D’où le risque d’un certain nombre de quiproquos qui parfois favorisent l’astrologue en ce que son client comprend autre chose que ce qu’il a voulu dire, ce qui est parfois nettement préférable et parfois empêchent son client de suivre pleinement son discours..

         La question du « langage » astrologique repose, selon nous, sur une certaine ambiguité entretenue plus ou moins consciemment : nous avons dit que tout langage est à un certain stade porteur d’un savoir, du fait des rapprochements qu’il instaure entre des signifiés que l’on pourrait considérer comme sans lien particulier.

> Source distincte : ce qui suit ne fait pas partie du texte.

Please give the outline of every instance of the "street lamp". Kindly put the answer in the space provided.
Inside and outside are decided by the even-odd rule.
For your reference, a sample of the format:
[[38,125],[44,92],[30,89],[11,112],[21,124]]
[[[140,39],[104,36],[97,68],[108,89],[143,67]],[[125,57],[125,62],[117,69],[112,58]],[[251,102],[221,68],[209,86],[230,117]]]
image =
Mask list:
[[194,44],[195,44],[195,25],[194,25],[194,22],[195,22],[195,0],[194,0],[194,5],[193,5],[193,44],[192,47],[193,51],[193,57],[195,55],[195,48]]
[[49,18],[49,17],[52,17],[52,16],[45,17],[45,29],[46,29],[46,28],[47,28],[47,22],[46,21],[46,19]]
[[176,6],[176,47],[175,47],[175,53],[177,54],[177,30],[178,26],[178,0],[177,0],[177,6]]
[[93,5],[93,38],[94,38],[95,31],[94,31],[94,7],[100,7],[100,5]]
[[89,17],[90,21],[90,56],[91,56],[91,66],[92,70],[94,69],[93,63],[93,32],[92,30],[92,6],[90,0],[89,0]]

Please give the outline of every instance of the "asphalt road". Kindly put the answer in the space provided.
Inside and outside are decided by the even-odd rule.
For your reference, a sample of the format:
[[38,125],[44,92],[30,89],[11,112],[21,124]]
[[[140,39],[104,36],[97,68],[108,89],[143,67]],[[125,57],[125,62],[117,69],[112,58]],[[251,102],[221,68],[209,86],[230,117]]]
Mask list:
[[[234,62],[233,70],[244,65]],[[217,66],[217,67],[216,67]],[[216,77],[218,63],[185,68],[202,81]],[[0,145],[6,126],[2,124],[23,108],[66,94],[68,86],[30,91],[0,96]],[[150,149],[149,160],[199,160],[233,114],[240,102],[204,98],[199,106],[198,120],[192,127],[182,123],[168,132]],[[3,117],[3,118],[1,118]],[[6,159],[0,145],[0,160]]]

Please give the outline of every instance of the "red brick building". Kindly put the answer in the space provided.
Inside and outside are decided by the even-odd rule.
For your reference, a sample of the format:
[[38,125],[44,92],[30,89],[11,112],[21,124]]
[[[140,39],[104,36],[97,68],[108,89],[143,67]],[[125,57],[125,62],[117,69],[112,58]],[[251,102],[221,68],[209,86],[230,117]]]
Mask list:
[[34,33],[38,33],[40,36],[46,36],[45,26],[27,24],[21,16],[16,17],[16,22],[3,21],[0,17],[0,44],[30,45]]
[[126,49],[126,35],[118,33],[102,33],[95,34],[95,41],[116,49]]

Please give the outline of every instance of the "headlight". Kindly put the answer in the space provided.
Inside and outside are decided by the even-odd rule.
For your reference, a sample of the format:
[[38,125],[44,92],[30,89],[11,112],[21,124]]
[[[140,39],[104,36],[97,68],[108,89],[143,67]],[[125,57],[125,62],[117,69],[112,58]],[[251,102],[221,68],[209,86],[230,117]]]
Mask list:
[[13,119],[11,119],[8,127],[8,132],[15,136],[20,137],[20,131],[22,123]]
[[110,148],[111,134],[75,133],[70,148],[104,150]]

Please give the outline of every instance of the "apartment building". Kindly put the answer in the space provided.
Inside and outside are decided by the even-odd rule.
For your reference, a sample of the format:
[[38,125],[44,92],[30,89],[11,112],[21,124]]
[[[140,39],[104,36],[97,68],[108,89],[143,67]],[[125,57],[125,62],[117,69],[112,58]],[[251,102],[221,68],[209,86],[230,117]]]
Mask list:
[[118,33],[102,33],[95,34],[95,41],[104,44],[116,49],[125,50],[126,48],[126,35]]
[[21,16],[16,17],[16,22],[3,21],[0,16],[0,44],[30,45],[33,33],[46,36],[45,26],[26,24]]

Il ne suffit pas, en effet, de parler de champ sémantique pour traiter du « savoir » véhiculé par une langue quand celui-ci n’est pas sous-tendu par une cohérence lexicale relevant d’affixes. Or, l’astrologie comporte d’une certaine façon un tel agencement permettant d’associer des notions non reliées au sein d’autres langues. Mais un tel langage n’a pas vocation particulière à être divinatoire. La manticisation d’un langage est selon nous abusive en ce qu’elle implique une dimension supra-humaine ou du moins supra-consciente, ce qui, en pratique, en revient, selon nous, à faire appel à des entités appartenant à un ‘ autre monde » et qui s’efforcent par ce biais de nous dominer et de nous aliéner en nous plaçant sous tutelle. En fait, le probléme de l’astrologie n’est pas le « quoi » mais bien le « comment » : il ne s’agit pas tant de savoir si l’astrologue dit vrai ou non mais s’il n’entre pas, du moins quand il œuvre d’une certaine manière, dans une forme de soumission menaçant à terme les conditions de progrés de l’Humanité, en tant que telle. Qu’il existe d’autres forces extra-humaines ne fait guère de doute, quelle que soit le nom qu’on leur affecte, qu’elles disposent d’autres atouts que les nôtres est fort probable, souhaite-t-tomber sous leur empire, that is the question…. L’on pense à ces zombies ou ces vampires (Dracula) qui trompent la mort mais qui sont en marge de notre monde.